Working with young women in the public realm in Brent
Putting the voices of teenage girls at the heart of making change is central to the work we do at Make Space for Girls. This means engaging with them in the design and co-production of spaces. And it also means ensuring that girls and young women are at the heart of research into the barriers they face to using green space and what the solutions might be.
As a result, peer research is incredibly important. This involves people with lived experience of the issues directing and conducting the research, rather than the traditional model of “outside researchers” coming in to study a problem, extract information and then return to base to write up their research. The voices of the peer researchers are allowed to shine through in the research. If you want to know a bit more about what peer research involves, the Young Foundation have produced a great introduction.

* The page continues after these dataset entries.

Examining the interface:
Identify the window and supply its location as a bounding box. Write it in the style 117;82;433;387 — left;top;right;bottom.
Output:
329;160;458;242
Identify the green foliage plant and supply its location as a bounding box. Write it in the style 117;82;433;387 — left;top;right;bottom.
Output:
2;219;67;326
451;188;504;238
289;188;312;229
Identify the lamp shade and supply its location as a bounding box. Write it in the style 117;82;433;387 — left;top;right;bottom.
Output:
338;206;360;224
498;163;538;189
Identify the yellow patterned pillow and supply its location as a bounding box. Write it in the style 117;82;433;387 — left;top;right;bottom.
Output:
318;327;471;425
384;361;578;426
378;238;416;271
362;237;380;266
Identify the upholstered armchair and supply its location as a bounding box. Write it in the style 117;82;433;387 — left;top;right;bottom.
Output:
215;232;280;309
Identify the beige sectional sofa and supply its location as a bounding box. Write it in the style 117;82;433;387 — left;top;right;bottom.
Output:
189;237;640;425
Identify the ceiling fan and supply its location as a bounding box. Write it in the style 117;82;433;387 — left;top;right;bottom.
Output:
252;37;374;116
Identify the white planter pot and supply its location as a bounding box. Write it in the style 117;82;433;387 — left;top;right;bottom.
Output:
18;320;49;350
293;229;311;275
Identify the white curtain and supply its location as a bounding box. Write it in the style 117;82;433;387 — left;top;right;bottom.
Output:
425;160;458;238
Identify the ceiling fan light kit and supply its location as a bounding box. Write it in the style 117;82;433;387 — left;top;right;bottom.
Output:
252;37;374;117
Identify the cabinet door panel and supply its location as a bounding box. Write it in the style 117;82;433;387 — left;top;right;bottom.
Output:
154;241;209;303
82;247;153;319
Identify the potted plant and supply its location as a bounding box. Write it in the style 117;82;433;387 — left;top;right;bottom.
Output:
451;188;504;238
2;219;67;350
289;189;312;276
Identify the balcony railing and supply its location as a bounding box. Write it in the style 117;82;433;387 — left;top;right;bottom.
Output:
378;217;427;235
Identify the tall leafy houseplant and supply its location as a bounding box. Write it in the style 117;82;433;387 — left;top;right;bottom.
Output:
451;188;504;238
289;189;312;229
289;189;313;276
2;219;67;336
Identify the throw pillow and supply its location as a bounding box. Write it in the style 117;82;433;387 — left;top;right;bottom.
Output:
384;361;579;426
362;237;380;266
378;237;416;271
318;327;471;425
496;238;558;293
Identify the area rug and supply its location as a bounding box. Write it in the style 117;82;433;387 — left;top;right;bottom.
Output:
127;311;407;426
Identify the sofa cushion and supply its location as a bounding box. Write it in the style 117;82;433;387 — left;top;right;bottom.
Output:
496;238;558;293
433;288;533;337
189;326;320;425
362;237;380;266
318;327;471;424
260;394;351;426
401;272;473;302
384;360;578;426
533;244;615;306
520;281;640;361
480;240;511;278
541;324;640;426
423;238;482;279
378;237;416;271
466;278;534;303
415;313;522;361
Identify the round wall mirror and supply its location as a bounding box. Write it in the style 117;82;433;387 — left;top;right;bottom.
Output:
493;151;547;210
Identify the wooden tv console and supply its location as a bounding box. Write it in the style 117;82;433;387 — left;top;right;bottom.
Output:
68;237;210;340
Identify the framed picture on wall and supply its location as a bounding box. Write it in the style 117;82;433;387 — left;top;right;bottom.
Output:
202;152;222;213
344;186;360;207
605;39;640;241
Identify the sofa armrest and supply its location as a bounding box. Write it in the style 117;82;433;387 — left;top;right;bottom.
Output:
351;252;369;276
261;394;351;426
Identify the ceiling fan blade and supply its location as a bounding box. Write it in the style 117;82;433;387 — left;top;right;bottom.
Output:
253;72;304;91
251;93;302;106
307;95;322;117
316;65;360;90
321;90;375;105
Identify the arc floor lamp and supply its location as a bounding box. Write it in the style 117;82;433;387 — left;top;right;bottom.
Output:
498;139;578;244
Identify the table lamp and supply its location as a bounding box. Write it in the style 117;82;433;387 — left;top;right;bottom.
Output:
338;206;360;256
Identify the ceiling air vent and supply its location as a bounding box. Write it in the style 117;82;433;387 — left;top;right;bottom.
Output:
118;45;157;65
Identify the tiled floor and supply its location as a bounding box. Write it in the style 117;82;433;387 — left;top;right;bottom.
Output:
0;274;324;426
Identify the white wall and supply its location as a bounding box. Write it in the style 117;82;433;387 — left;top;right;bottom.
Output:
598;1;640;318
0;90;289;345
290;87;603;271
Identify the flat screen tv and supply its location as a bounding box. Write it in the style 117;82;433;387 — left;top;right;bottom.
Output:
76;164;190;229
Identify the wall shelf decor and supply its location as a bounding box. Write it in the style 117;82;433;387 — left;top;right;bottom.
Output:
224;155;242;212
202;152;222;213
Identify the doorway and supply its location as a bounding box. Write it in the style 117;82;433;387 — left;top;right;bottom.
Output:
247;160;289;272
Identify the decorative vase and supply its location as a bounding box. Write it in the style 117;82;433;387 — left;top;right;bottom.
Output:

Towards the end of 2022, Make Space for Girls, LSE Cities and Countryside Partnerships, as part of our continuing collaboration, worked on a peer research project involving 10 girls and young women in the London borough of Brent. Brent is probably best known outside London for being home to Wembley Stadium - but it is so much more. Home to about 330,000 residents with large and vibrant Asian and Indian, Black African, Black Caribbean, Irish, and Eastern European communities, by country of birth, it is the most diverse locality in the UK. It is also a relatively young borough and it is a fantastic place to explore how girls and young women relate to their local public space.
The research programme ran over 6 weeks. It involved the researchers taking part in a structured curriculum, developed to support their research and focussed on their experiences of public spaces in Brent.
We are very excited that this work is now described in a new report: ”Evidencing local girls and young women’s experiences of and aspirations for public space in Brent”.
The aims of the work were twofold:
- To provide an evidence base on how girls and young women use, feel about and articulate for change in their local public spaces; and
- To suggest ways in which those involved in designing and building the public realm can engage meaningfully with girls and young women.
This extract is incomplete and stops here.